Tapi tiba-tiba, tubuhku lemas, dan rumah ini menjadi gelap.
***
Setahuku, bumi ini berputar. Tapi aku tidak pernah tahu kalau putarannya bisa aku rasakan secepat ini. Seisi rumah ini seolah bergerak. Dan aku ikut bergoyang-goyang. Mataku setengah terbuka, dan langsung mendapati wajah Abi tepat ada di depan wajahku.
"Kau baik-baik saja?" begitu yang keluar dari mulutnya saat mataku sudah membuka sempurna.
"Ya, aku tidak apa-apa. Hanya lemas saja. Ben, sudah pulang?" tanyaku.
"Sudah aku usir dari tadi." Jawabnya. Dan aku berdecak.

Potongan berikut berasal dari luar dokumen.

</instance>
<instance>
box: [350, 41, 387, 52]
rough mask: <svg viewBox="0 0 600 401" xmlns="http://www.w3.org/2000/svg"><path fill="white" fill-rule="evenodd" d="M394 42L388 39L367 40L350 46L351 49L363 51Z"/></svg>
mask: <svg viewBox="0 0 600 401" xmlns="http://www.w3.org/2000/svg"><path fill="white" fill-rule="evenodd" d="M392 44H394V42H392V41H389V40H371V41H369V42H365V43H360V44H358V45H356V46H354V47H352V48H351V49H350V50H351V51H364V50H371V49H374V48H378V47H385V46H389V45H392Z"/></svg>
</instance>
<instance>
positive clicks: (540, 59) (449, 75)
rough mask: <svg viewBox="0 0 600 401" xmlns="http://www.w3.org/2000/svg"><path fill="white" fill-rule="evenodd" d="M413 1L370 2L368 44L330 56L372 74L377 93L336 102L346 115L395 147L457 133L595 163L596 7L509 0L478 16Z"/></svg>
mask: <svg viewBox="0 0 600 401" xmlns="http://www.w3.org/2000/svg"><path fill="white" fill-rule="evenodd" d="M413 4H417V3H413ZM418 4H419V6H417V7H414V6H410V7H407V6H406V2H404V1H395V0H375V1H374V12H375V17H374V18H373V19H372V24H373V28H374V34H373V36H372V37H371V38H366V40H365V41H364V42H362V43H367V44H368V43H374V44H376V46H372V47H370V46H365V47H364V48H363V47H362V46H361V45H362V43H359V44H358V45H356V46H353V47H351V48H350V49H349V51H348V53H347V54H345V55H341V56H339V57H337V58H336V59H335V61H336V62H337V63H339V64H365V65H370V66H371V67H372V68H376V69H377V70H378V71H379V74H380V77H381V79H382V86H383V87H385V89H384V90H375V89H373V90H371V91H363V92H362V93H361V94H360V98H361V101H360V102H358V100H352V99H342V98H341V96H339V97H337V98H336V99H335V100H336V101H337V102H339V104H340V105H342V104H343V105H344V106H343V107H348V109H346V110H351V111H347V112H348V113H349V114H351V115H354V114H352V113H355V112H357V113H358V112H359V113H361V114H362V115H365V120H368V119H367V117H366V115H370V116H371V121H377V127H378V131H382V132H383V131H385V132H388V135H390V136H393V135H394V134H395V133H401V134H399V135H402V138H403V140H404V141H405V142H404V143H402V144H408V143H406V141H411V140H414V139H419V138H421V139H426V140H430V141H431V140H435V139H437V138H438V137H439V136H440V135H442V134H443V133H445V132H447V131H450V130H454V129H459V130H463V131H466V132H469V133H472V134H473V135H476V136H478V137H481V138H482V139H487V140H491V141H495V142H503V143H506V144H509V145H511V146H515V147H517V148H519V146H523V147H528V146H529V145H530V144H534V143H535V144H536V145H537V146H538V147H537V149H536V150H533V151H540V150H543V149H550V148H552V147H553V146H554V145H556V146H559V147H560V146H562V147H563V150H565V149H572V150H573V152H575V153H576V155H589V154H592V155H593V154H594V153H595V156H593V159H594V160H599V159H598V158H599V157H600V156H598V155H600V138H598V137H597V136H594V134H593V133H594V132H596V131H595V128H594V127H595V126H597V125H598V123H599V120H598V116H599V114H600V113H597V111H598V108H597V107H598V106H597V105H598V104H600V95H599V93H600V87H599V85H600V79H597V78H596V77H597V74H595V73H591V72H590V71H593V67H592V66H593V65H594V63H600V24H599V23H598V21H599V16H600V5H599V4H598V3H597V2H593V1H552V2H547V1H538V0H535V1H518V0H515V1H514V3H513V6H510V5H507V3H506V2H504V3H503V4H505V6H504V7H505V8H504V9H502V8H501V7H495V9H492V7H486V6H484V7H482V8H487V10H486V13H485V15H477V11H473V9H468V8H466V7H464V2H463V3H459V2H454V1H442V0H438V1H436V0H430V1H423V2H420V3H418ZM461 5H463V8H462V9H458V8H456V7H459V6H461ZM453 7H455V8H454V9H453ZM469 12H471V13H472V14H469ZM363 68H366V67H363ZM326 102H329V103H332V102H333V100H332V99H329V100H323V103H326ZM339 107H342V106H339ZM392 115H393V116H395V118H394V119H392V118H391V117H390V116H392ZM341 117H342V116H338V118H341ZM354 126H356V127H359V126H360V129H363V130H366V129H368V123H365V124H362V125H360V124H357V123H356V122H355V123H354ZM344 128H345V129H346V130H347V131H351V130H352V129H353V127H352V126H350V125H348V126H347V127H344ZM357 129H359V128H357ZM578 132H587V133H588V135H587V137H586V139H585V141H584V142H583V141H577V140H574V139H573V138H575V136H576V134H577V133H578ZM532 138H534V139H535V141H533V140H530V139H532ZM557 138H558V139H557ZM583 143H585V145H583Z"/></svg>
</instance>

"Aku lapar." Ucapku seketika sambil memegangi perutku dan meringis.
"Ya ampun, Ana. Kau pingsan karena lapar?" Abi nyaris menjatuhkan kedua bola matanya. Dan aku tertawa melihatnya, sambil menangkup kedua pipinya.
"Aku belum malam sejak tadi pagi. Seharusnya aku sudah makan siang. Tapi karena kau dan bertengkar aku jadi pusing."
"Memangnya karena apa aku dan Ben bertengkar? hah?"
Aku hanya bisa tertawa melihatnya misuh-misuh. Mencak-mencak karena tidak terima, aku pingsan hanya karena belum makan. Bukannya semua itu wajar, ya? tubuh manusia kan butuh asupan.
Walau Abi menggerutu, tapi dia tetap mengambilkan satu piring nasi lengkap dengan lauk pauk, dan membawakannya padaku, yang masih belum ingin beranjak dari tempat tidur.
"Makan yang banyak. Aku tidak ingin kau ditemukan terkapar di jalan karena lapar. Mau ditaruh di mana mukaku sebagai suamimu. Nanti aku disangka tidak mampu menafkahimu."
Astaga kenapa dia lucu sekali. Dia bisa marah-marah sambil menyuapkan aku makan. Dia persis ibu-ibu yang sedang memaksa makan anaknya yang sedang melakukan gerakan tutup mulut, alias tidak mau makan.
"Aku bisa tersedak kalau kau terus mengoceh seperti itu."
Dia Mendelikkan matanya padaku. Lalu menyendokkan lagi satu suapan padaku.
"Aku akan membantumu membujuk Rey." Katanya. Dan aku tersenyum kecil. Aku tahu, hanya dia yang mampu memahamiku dan mengerti bagaimana aku.